После обеда она пошла с книгой в парк, а Александр Степанович, как всегда, завалился в душной комнате спать. Сколько ни твердила она, что спать днем — самоубийство, он только посмеивался. У него даже в поговорку вошло: «Пойду покончу самоубийством минут на сто двадцать!»

— Между прочим, ты только на одну треть Гринько, а на две трети Обломов.

— А что — Обломов? Неплохой мужик был…

Кира Сергеевна бродила по аллеям, перечеркнутым длинными и узкими тенями от кипарисов, сухо потрескивали под ногами чешуйки от шишек, тонкие паутинки загорались на солнце и меркли, с кипарисов слетали круглые шишки, глухо стукались о землю.

Она выбрала в густой тени скамейку, раскрыла книгу. Но все равно было жарко, не читалось, клонило и сои. Заблудившаяся оса балансировала на скамейке гибким подвижным брюшком, деловито оправляла свои тонкие крылышки.

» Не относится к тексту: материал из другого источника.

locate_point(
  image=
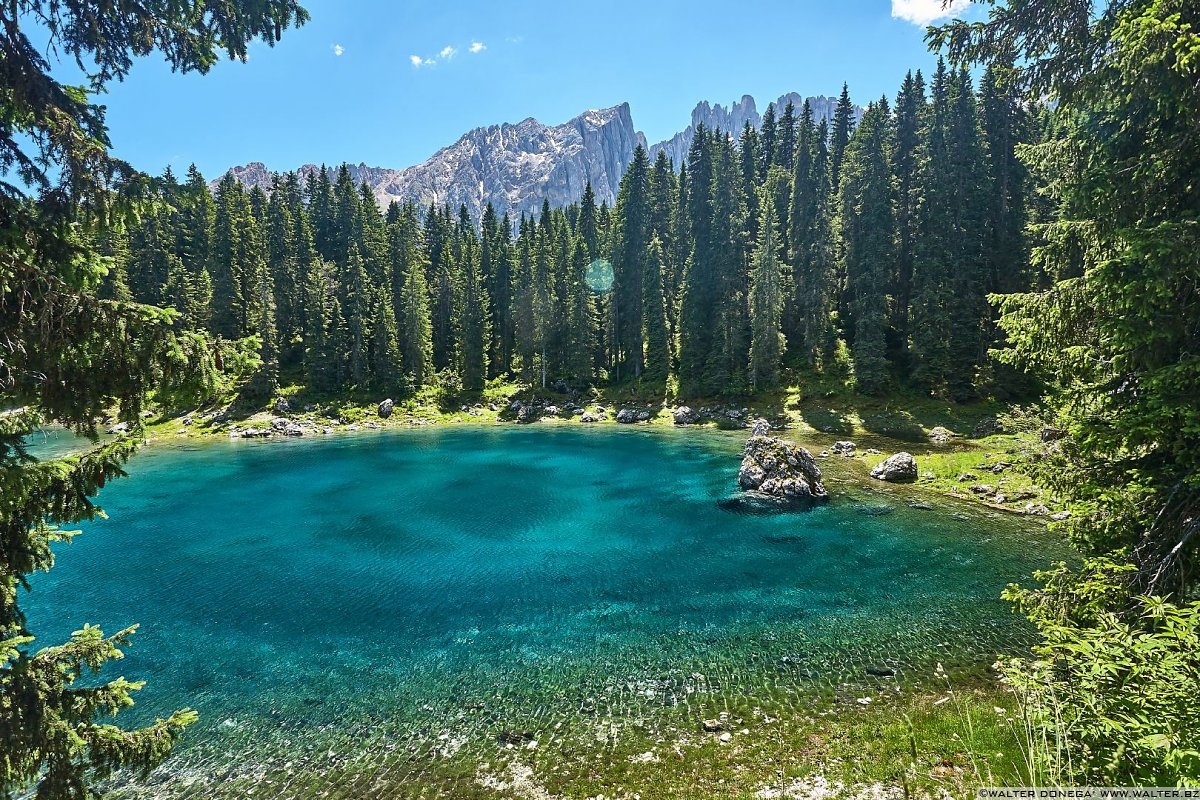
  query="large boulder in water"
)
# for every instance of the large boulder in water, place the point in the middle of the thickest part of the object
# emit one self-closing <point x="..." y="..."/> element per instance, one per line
<point x="780" y="469"/>
<point x="685" y="415"/>
<point x="900" y="467"/>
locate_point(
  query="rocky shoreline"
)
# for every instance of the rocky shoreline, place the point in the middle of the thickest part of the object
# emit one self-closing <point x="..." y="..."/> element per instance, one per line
<point x="282" y="421"/>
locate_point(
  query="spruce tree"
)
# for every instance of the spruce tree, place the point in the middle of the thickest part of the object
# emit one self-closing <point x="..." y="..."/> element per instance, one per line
<point x="785" y="151"/>
<point x="865" y="227"/>
<point x="477" y="324"/>
<point x="654" y="316"/>
<point x="843" y="127"/>
<point x="387" y="365"/>
<point x="413" y="311"/>
<point x="969" y="313"/>
<point x="768" y="140"/>
<point x="906" y="152"/>
<point x="699" y="289"/>
<point x="725" y="368"/>
<point x="357" y="296"/>
<point x="630" y="248"/>
<point x="930" y="324"/>
<point x="766" y="299"/>
<point x="581" y="318"/>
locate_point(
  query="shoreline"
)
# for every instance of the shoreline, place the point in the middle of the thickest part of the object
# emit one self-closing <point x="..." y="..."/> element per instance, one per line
<point x="935" y="458"/>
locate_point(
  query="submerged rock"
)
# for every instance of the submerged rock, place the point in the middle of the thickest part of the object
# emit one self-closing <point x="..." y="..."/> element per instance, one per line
<point x="685" y="415"/>
<point x="988" y="427"/>
<point x="900" y="467"/>
<point x="780" y="469"/>
<point x="941" y="435"/>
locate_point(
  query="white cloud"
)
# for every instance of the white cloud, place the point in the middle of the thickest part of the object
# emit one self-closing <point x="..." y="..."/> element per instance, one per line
<point x="923" y="12"/>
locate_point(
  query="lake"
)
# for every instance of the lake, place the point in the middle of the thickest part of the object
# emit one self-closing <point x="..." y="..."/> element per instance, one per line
<point x="387" y="601"/>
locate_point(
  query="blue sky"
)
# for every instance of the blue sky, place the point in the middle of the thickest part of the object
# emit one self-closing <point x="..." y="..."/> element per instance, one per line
<point x="347" y="86"/>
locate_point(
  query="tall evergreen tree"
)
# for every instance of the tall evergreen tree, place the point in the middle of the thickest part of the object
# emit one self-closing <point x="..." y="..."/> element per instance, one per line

«А что — Обломов? Неплохой мужик был…»

Кира Сергеевна вспомнила, как когда-то еще учительницей напросилась к мужу на урок. Он удивился: «Что математику делать на уроке литературы?» Но ей просто хотелось увидеть, как он держится в классе. На уроке речь шла об Обломове, и жизнерадостные краснощекие мальчишки и девчонки называли его «обломком загнивающего дворянства», «злостным порождением разнузданного барства», кто-то применил даже современное словечко — «тунеядец». Александр Степанович долго слушал всех и вдруг сказал: «Кому жаль Обломова, поднимите руку!» Ни одна рука не поднялась. Тогда он сам поднял руку: «А мне хочется заплакать оттого, что погибла для людей эта незаурядная личность, этот мягкий, добрый человек». И еще добавил: «В друзья себе я взял бы не Штольца, а Обломова».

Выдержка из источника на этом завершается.